The final phase of the Credit Card Accountability Responsibility and Disclosure Act's three phase implementation too effect this past weekend. The law, which was signed by President Barack Obama in May 2009, is designed to restrict credit card company practices that harm consumers. Credit card consumers will now enjoy the following protections:
- Credit card companies will be prohibited from charging penalty fees that exceed the dollar amount associated with the debtor's violation. For example, if the debtor was late on a $25 payment, the credit card company would not be able to charge a penalty fee of $49. Also, credit card companies may not issue penalty fees unless they are "reasonable and proportional to the omission or violation." Of course the definition of what is reasonable and proportional is open to interpretation.

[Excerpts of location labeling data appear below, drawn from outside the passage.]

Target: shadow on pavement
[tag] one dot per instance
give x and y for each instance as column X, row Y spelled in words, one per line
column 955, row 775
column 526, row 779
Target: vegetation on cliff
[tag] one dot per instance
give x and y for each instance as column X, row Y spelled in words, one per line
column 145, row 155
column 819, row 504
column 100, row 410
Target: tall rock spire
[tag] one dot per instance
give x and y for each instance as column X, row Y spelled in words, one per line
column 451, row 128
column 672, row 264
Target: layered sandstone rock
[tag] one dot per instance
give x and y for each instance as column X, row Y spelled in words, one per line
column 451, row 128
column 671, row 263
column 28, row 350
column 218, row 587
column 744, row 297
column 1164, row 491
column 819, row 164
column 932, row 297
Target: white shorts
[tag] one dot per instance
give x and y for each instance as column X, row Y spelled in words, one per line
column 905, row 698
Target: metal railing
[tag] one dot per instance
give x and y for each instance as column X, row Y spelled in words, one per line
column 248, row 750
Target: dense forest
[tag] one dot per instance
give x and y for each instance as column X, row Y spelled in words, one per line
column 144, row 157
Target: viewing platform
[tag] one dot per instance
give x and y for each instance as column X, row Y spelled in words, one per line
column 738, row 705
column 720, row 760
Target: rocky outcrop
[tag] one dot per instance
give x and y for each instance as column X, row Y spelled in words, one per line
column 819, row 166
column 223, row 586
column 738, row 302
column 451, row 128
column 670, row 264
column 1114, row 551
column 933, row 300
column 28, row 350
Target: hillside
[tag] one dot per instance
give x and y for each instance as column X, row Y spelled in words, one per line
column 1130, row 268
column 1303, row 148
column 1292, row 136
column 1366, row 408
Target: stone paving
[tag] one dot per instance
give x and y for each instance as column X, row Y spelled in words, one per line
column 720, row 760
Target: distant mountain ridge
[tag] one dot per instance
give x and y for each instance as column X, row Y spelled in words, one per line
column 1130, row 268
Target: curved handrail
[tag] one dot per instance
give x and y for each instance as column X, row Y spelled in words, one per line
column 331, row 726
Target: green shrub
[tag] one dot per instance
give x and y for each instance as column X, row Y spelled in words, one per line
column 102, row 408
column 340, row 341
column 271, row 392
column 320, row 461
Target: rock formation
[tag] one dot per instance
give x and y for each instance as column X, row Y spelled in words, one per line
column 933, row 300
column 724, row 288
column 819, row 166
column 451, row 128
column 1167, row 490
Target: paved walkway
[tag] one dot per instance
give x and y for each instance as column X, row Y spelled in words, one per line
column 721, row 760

- And in line with the Credit Card Act's attempt to rein in credit card penalty fees, the new also law prohibits credit card companies from charging more than $25 for late fees or other violations against the terms and conditions of using the credit card unless the credit card consumer engages in these violations repeatedly or the violation causes the credit card company to incur costs that are greater than $25. This could really impact debtors who are experiencing financial difficulties and end up paying late or overdraft their credit card repeatedly because of those financial challenges.
- Finally, credit card companies are now prohibited from charging inactivity fees on gift cards. Also, newly issued gift cards cannot expire for at least five years.